Relative Extrema and Convex Functions

Local and global maxima and minima for cos(3πx)/x, 0.1≤ x ≤1.1

In mathematical analysis, the maxima and minima (the respective plurals of maximum and minimum) of a function, known collectively as extrema (the plural of extremum), are the largest and smallest value of the function, either within a given range (the local or relative extrema), or on the entire domain (the global or absolute extrema).

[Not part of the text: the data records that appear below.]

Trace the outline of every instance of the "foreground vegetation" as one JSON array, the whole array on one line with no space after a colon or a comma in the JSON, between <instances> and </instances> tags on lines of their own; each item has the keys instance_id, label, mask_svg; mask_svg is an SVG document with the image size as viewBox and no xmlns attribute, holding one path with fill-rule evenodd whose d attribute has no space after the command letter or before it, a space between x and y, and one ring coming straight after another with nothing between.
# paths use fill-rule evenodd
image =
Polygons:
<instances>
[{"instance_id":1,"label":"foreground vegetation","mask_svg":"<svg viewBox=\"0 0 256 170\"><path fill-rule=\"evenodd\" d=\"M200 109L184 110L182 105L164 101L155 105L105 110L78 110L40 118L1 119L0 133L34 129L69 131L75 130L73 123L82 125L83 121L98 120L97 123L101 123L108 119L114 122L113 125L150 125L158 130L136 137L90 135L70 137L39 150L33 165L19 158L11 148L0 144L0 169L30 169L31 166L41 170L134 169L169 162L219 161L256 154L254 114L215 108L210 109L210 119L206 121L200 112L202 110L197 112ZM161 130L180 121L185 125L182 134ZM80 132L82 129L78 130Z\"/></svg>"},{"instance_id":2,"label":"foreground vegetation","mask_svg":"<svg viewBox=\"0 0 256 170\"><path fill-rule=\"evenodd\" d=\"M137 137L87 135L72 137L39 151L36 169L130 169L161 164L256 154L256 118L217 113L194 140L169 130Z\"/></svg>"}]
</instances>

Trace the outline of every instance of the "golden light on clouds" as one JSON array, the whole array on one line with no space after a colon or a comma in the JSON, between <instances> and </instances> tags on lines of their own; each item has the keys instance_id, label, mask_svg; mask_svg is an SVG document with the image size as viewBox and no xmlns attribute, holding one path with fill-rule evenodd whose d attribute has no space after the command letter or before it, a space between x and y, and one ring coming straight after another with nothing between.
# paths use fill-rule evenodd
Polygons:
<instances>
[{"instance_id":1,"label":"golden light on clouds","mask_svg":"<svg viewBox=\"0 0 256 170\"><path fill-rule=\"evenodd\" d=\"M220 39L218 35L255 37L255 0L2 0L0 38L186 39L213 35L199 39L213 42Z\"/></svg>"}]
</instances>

Pierre de Fermat was one of the first mathematicians to propose a general technique, adequality, for finding the maxima and minima of functions.

As defined in set theory, the maximum and minimum of a set are the greatest and least elements in the set, respectively. Unbounded infinite sets, such as the set of real numbers, have no minimum or maximum.

Definition

A real-valued function f defined on a domain X has a global (or absolute) maximum point at x^∗, if f(x^∗) ≥ f(x) for all x in X. Similarly, the function has a global (or absolute) minimum point at x^∗, if f(x^∗) ≤ f(x) for all x in X. The value of the function at a maximum point is called the maximum value of the function, denoted $\max(f(x))$ , and the value of the function at a minimum point is called the minimum value of the function. Symbolically, this can be written as follows:

x_{0}\in X

is a global maximum point of function

f:X\to \mathbb {R} ,

if

(\forall x\in X)\,f(x_{0})\geq f(x).

The definition of global minimum point also proceeds similarly.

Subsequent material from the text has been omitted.